At the same time, meshed operations hold the potential to challenge civil-military relations in democracies that value transparency and accountability in the many elements of government. As such, senior military leaders must have discussions with political leaders on the rationale for such approaches, and to ascertain the legal and ethical limitations that might be placed on the conduct of meshing civil and military sensors and analytical capabilities. For example, one question that might be addressed is whether a civilian that uses an smart device app to report an enemy drone is a combatant or not. There are many similar issues to explore.
Finally, military and other national security leaders will need to be educated and trained in the various aspects of signature management, measurement and projection as a part of military strategy as well as meshed operations. This must include educating and training personnel to not assume that this meshed sensor network will provide total transparency of the battlespace, or certainty about future activities by an adversary. These, by definition, are impossible. The will, resilience and performance of human organisations in battle are unknowable until combat is joined.
The Ongoing Transformation of Finding – or Avoiding – a More Lethal Enemy
One of the key themes of the war in Ukraine, and war more broadly, is that it is a learning and adaptation battle. In this war, as in others, both sides have learned from their own actions and those of their enemy to produce more effective solutions to finding the enemy and destroying enemy units and assets while at the same time denying their enemy the ability to do this to them. It is a constant, yet often uneven, adaptive cycle.
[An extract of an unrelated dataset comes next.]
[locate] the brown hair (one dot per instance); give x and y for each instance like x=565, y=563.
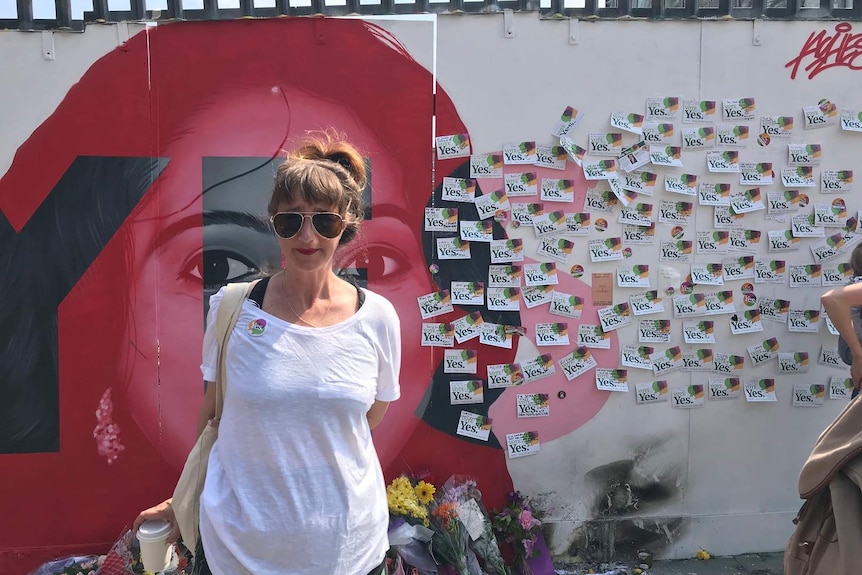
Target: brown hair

The meshing of sensors and an intensified signature battle are an important aspect of the war in Ukraine. The tactics, organisations, training, technologies and other elements of its development and application must be studied by Western military institutions. These observations are likely to drive a multitude of changes in military systems. The war and its lessons are certainly being studied by our potential future adversaries.
Our aim must be to stay at least one step ahead of them.
The June or July issue of the Journal of Electromagnetic Dominance had a good article on the challenges and limitations of decentralized C2. Enlarging the use of false signatures is one way to ameliorate the threat to your TOC. However, it requires an expansion of the resources (systems, people, etc) for EW deception. Which raises an important point: as much as I enjoy seeing the US Army finally restore EW capabilities to its formations, and watching the new Compass Call take wing, I worry we are not building anywhere near enough EW capability, still. I remain unsure that there will be enough "rabbits" (false stations) and associated equpment to protect the division headquarters if the balloon goes up. I worry that our forces are not red-teaming with their own sensors. I worry that EW is becoming a basic part of soldiering, such that every troop needs their own SDR (software-defined radio), but we do not teach those skils in basic training. Same with drones.